Nos saludamos y, al tiempo que me quito el auricular izquierdo y bajo el volumen de la música en el móvil, le digo que voy disfrutando de la obertura de Tannhäuser, de Richard Wagner, interpretada por la Orquesta Sinfónica de Chicago bajo la batuta de Georg Solti, una música estimulante, maravillosa, terapéutica, que me proporciona energía y anima mi caminar.

Bastante eufórico, le cuento que llevo una mañana —ya casi un par de horas— muy atractiva musicalmente, pues antes de esta obra he escuchado, del mismo autor, la «Cabalgata de las valquirias», de La valquiria, y antes, algunas otras de Vivaldi; y todo ello, le digo, después de una emisión de radio dedicada exclusivamente a Mozart, un programa epistolar, bien apoyado en la correspondencia del compositor, la de su padre, su hermana…

Por último, le traslado que vengo pensando (y que esto es algo que me viene a la cabeza de vez en cuando) en el tamaño que podría haber alcanzado la obra de Mozart si hubiera llegado a vivir treinta o cuarenta años más, sin olvidar, claro, la calidad de la misma, que también habría continuado en aumento en paralelo a la cantidad.

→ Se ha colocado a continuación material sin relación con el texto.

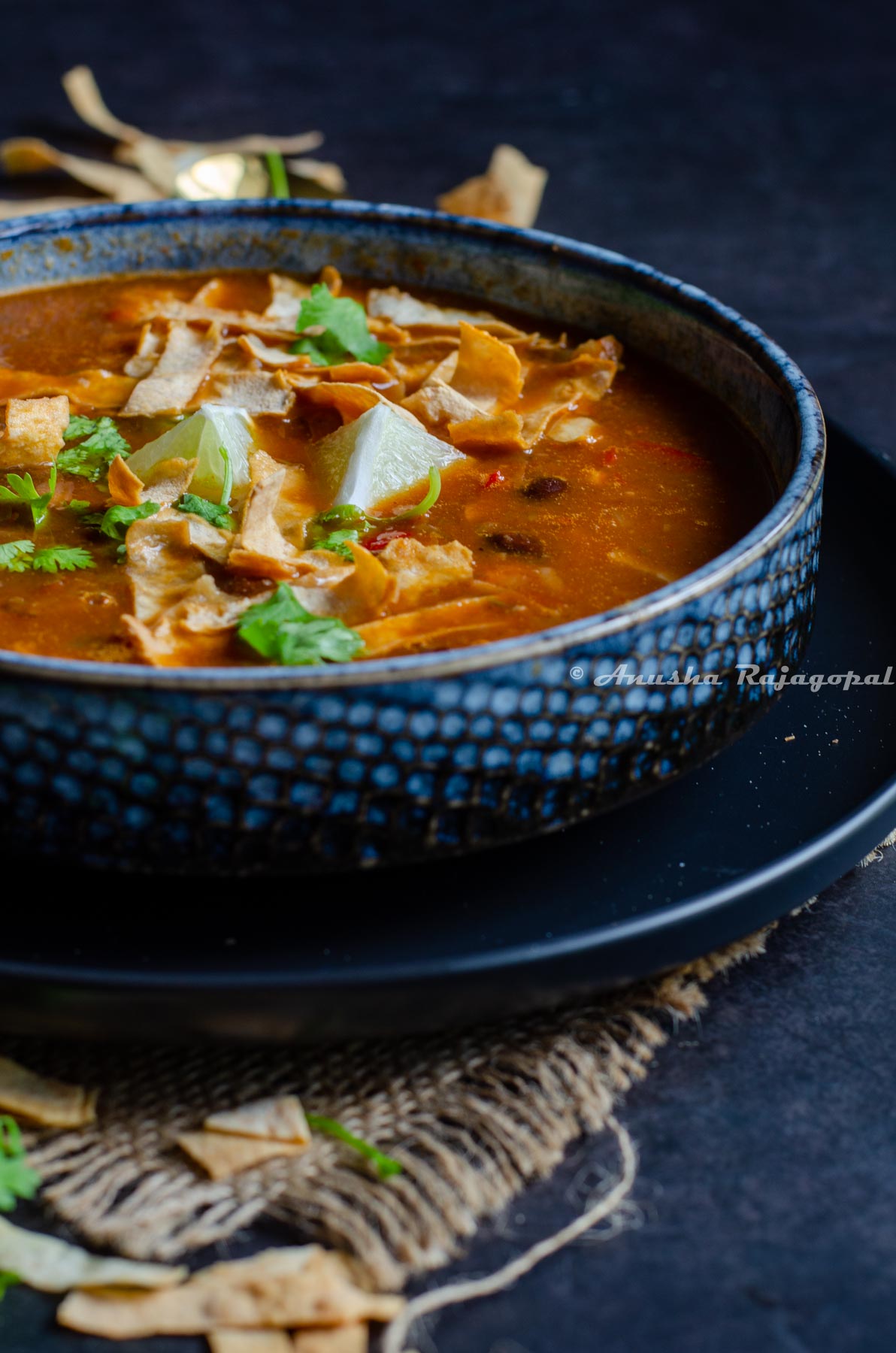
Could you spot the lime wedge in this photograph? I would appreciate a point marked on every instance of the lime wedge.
(377, 456)
(201, 437)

Jesús me contesta que recuerda perfectamente una charla que tuvimos ambos en mi casa, una conversación que mantuvimos hace ya treinta y cinco años pero de la que se acuerda al detalle: de cómo estábamos sentados en mi estudio, de la ubicación del piano, de la de los libros detrás de mí…, un diálogo en el que le confesé —cree que respondiendo a una pregunta suya— que yo tenía entonces la misma edad que había alcanzado Mozart antes de morir —treinta y cinco años— y que veía mi vida como un despilfarro si la comparaba con la del genio del clasicismo (recuérdese su obra: más de seiscientas composiciones, entre las cuales figuran muchas de las cumbres de la historia de la música).